More than 100 senior physicians have withdrawn services throughout The Bahamas following failed negotiations with the Public Hospitals Authority (PHA).
The physicians have highlighted concerns with working conditions, and a lack of health insurance, and said they have not received raises in 10 years.
The majority of physicians who participated in a strike vote on October 5 voted to strike.
The PHA said that Princess Margaret Hospital (PMH) has activated its Emergency Operations Centre.
Minnis said he is confident that the senior doctors will not compromise the healthcare of Bahamians.
“I am confident that doctors are very reasonable individuals,” he said.
“They are professionals and I am confident that we can come to an amicable resolution.

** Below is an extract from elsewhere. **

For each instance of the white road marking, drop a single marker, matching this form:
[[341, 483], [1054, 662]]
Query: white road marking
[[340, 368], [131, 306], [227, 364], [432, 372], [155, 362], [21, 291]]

“The last thing any doctor want is to jeopardize patents’ care. That is not our training.
“I will give you an example. There is a particular doctor who, because he feels that patients may possibly be delayed in receiving their healthcare, he has offered services at his private office.
“Once an individual has a booking for any particular clinic and they cannot be seen, they can come with that appointment card to his private facility and they will be seen by him, free of charge.

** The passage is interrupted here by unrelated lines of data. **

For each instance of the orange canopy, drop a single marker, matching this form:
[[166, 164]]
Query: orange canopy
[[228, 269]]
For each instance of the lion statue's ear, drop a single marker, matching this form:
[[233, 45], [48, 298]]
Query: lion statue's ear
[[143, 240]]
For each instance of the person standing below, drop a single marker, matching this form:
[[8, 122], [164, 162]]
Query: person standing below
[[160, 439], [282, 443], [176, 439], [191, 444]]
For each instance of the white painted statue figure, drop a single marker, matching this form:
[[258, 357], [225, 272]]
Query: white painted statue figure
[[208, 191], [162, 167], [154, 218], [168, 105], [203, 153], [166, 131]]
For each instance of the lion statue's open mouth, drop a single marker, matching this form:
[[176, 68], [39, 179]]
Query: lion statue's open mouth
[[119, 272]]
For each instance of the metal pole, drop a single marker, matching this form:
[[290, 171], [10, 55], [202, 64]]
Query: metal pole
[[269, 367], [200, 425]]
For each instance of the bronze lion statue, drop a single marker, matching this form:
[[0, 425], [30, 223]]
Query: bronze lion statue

“That’s how doctors are. They are not driven by money. They are drive by their profession, to care for people.”
Minnis was referring to Dr. Harold Munnings, who will hold a free clinic at his practice at Grosvenor Medical Centre on Friday and Saturday to “assist those hospital outpatients whose medical clinics have been canceled”.
In a statement on Tuesday, the PHA said that all out-patient specialty clinics inclusive of medical, surgical, dental, ENT (ear, nose and throat), eye clinic and family medicine clinics were being canceled until further notice.
“Persons holding appointments for clinics are asked to contact the respective clinics to reschedule appointments,” the PHA said.
“Elective surgeries have been cancelled until further notice, only emergency cases will be performed at this time.”
Among the major issues for the CPSA has been salaries.
Senior physicians initially requested $250,000 annual as a base salary but CPSA President Locksley Munroe said they are willing to accept at least $75,000.
The PHA’s most recent counterproposal would have increased the base salary from $48,000 to $60,500.
But Munroe maintained that the offer was unacceptable.
The CPSA represents around 130 physician consultants.